The end to state funding in Kansas left county administrators and funeral homes scrambling to cover the costs. Some counties have put in place new surcharges on cremations to help fund indigent burials; in Harvey County, it's $35 per cremation. In some counties, officials scrutinize a family's finances before offering aid for a burial.
Funeral director W. Ashley Corzine said that at some point, society must bear the cost. "We're talking about human life," said Mr. Corzine, president of Broadway Mortuary in Wichita. "I feel like we do have a moral obligation to take care of people. You can't say we're going to just cut this out of the budget and it is going to take care of itself."
In recent years, Illinois and Virginia also attempted to end their subsidies for burials, only to reverse themselves after outcry from funeral directors and county governments worried the expense would fall on them.
Catholic Social Services helps fill the gap in Charlotte, N.C., where there is no state or county support. "For us it boils down to the dignity and value we place in the value of life," said Sharon Davis, director of the program. "It isn't just the homeless population. We work with families burying children, children burying parents; families that find themselves unable to pay."
Catholic Social Services charges $1,100 for a burial compared with costs that can be as high as $8,000 for a simple funeral. The charity's burial includes a basic casket, a short service and a plot provided free by the county cemetery.
Some counties facing land and budget crunches have already made cremation the preferred option. Chip Ammerman, the social-service director of Cass County, N.D., said his county switched to cremations last year after the number of indigent burials came in at 71, compared with an anticipated 45. Yuma County, Ariz., a small county on the Mexico border, buried about 70 indigent people a year before switching last year to cremation. "We are getting very close to not having any land left," said county official Candy Wheeler-Ruby. "It was a fiscal consideration, but also a room consideration."
Cremation can bring its own concerns. Cremation rates rose to 37% in 2009 from less than 15% in 1985, according to the Cremation Association of North America, a trade group. Both Islam and Judaism prohibit the practice.
In Wayne County, Mich., which includes Detroit, state budget cuts have allowed the medical examiner's office to bury only half the number of bodies that need to be buried each year, according to Albert Samuels, chief investigator for the office. Mr. Samuels said he has about 185 bodies in storage.

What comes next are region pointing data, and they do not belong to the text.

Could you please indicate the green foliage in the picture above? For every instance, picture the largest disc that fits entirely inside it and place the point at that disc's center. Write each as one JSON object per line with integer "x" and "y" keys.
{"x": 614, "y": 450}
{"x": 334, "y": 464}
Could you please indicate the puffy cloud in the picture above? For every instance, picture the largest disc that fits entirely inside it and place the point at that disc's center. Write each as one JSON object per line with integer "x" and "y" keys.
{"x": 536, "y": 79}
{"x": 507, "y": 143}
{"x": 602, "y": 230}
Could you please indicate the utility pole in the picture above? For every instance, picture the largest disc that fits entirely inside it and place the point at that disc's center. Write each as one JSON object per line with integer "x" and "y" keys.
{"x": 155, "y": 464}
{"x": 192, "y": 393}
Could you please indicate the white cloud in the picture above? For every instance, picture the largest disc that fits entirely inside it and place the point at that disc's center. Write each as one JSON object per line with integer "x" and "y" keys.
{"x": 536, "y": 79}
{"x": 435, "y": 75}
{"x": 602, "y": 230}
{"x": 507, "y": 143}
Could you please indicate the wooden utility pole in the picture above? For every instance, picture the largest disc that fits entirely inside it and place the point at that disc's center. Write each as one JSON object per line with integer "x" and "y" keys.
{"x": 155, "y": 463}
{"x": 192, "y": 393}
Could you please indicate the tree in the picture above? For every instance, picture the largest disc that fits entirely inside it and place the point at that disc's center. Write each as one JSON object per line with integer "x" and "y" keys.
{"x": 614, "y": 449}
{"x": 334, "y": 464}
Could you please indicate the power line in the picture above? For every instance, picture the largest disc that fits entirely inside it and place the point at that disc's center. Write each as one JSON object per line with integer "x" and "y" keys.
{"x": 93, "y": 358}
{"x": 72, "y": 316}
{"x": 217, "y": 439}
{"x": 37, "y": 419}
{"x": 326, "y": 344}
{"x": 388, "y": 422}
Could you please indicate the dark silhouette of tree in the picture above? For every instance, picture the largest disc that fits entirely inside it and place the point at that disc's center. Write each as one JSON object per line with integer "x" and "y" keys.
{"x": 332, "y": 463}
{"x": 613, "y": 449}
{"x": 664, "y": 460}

Once Mr. Samuels uses up his annual budget of $30,000, he has to stop burials. "Bodies are still coming in," he said. "I get into a hole after a while."
So Mr. Samuels struck a contract with a local crematorium allowing him to cremate an additional 50 bodies last year. The cremations cost $170 each, compared with $750 for a burial.
Meanwhile, he is working to submit the paperwork to the state for five corpses that have been in his morgue since 2008.
"It's not like I can bury these people and then get money from the state. So the body stays here in the freezer while I wait," Mr. Samuels said. "We want to give these people a resting place with some dignity."